Celem tego rodzaju operacji są kraje zachodnie, w tym Litwa czy Polska. Mają doprowadzić społeczeństwa zachodnie do przekonania, że z uzależnieniem od surowców z Rosji nie opłaca się walczyć. To forma pacyfikacji na odcinku sektora energetycznego. Kanałami transmisyjnymi są rosyjska elita polityczna, rosyjska telewizja, ale także nowe media, w tym rozwinięte portale finansowane z Rosji jak regnum.ru czy rubaltic.ru. Mają one istotne oddziaływanie w państwach bałtyckich, gdzie funkcjonują liczne mniejszości rosyjskie, korzystające z tzw. Runetu, czyli rosyjskojęzycznej przestrzeni informacyjnej w sieci. Rosyjskie operacje informacyjne w przekonaniu ministerstwa obrony Litwy rozciągają się także na portale społecznościowe i serwis wideo YouTube. Są prowadzone podczas konferencji, wydarzeń kulturalnych, trafiają do gier i wystąpień osób mających wpływ na opinię publiczną.

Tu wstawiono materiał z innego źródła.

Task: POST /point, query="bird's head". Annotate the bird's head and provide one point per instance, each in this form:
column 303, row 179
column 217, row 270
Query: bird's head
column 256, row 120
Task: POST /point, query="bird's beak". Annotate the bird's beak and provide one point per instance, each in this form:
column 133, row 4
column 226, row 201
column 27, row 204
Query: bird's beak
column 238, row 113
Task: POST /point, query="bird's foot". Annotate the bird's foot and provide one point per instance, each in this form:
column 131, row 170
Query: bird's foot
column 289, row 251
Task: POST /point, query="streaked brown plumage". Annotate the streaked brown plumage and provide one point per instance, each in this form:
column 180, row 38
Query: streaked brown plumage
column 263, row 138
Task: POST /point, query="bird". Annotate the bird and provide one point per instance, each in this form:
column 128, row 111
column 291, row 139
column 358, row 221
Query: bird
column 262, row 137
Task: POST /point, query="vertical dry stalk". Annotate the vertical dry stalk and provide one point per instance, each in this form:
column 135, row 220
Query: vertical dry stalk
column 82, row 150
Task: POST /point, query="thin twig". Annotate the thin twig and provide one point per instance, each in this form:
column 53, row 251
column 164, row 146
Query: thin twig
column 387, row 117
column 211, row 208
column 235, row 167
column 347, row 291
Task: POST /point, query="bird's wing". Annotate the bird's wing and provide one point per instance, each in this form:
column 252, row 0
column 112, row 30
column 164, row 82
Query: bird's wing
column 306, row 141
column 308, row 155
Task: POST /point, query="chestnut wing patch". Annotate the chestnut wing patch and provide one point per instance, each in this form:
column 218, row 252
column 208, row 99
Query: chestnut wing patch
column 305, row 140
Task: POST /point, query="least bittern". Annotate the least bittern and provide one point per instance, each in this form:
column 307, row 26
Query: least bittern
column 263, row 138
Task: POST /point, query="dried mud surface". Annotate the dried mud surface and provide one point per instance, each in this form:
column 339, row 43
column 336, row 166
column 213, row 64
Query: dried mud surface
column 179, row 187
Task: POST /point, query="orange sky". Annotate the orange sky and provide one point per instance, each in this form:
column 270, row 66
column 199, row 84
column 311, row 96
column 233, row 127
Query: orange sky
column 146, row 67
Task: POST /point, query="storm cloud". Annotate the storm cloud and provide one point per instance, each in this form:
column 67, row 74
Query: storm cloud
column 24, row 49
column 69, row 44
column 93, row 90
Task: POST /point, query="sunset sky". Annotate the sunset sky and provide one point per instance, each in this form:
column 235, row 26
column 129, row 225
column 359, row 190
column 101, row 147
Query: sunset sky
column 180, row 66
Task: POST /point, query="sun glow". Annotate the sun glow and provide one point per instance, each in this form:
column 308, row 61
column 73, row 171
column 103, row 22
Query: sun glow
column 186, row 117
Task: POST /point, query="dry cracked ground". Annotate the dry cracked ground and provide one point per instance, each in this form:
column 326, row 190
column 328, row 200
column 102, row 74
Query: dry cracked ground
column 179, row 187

Według informacji przekazanych przez litewskie ministerstwo, telewizja Russia Today posiada obecnie 22 satelity nadawcze, ponad 230 operatorów nadajników. Przyciąga 644 mln widzów z ponad 100 krajów. Jest dostępna w trzech milionach pokojów hotelowych na całym świecie i posiada budżet sięgający 400 mln dolarów (2015). Nadaje po angielsku, arabsku, hiszpańsku, niemiecku, francusku i rosyjsku. Ma najwięcej wideo na YouTube ze wszystkich agencji prasowych na świecie. Z kolei rosyjski Sputnik to platforma multimedialna z własną stroną internetową, portalem informacyjnym i aktywnością w mediach społecznościowych i węzłach informacyjnych tworzonych specjalnie na potrzebę dalszego kolportażu treści. Działa w 30 językach, jest obecny w 34 krajach i 130 miastach. Nadaje około 800 godzin radiowych dziennie. Rosjanie uruchamiają także kanały informacyjne po rosyjsku. Litwini obserwują intensyfikację tych działań. W 2007 roku było to 79 godzin w tygodniu, w 2016 – 151, a w 2017 już 198.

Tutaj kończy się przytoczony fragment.